Images of glassy-winged sharpshooter. A. Top view of adult glassy-winged sharpshooter. B. Side view of adult glassy-winged sharpshooter. C. Top view of young nymph glassy-winged sharpshooter. D. Side view of late-stage glassy-winged sharpshooter (photos by K.T. Lund, UCCE.)

 

Vector Monitoring and Treatment

Monitoring for glassy-winged sharpshooters can be done using yellow sticky cards. It is recommended to use cards that are at least 5.5” x 9” in size. One card should be placed for every 10 acres and checked weekly for recent activity. Monitoring should be done from budbreak through November. If a glassy-winged sharpshooter is found, and you are outside of a known population center, please contact your local agriculture commissioner’s office or cooperative extension office. Green and red-headed sharpshooters are not attracted to yellow sticky cards, so to monitor their populations you will need to use a sweep net. Sweep lush green grasses near and within your vineyard in April and May to assess population size.

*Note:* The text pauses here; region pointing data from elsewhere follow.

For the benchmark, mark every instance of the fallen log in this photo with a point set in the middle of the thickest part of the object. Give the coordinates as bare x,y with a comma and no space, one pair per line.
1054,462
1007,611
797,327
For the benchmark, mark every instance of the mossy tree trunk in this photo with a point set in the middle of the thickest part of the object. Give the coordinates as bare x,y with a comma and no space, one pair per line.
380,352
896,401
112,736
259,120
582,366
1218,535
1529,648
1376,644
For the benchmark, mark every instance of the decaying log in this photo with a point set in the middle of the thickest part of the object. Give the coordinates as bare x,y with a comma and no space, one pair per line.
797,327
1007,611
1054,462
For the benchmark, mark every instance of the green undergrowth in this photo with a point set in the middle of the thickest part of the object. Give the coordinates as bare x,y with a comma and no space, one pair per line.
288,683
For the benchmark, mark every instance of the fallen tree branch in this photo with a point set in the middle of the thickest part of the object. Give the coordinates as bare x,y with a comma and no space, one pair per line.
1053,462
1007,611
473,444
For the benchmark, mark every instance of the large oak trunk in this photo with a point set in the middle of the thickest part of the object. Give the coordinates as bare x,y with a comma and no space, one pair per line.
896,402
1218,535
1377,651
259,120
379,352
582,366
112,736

For both green and red-headed sharpshooters, finding two adults in 50 sweeps warrants a response. Unfortunately, as both sharpshooters are only incidentally on grapevines, treating the grapevines will not help the situation. The preferred habitat (lush grassy areas) will need to be addressed. Due to the overlapping generations seen in these sharpshooters, insecticide treatments are often ineffective. Removal of preferred habitat is a more effective treatment option for these sharpshooters.

For glassy-winged sharpshooters, a single find warrants a response. A list of treatment options for glassy-winged sharpshooters can be found on the UC IPM webpage at ipm.ucanr.edu/PMG/r302301711.html. The most common insecticides used for glassy-winged sharpshooter control contain the active ingredient imidacloprid. As with all chemical control, it is important to rotate active ingredients regularly.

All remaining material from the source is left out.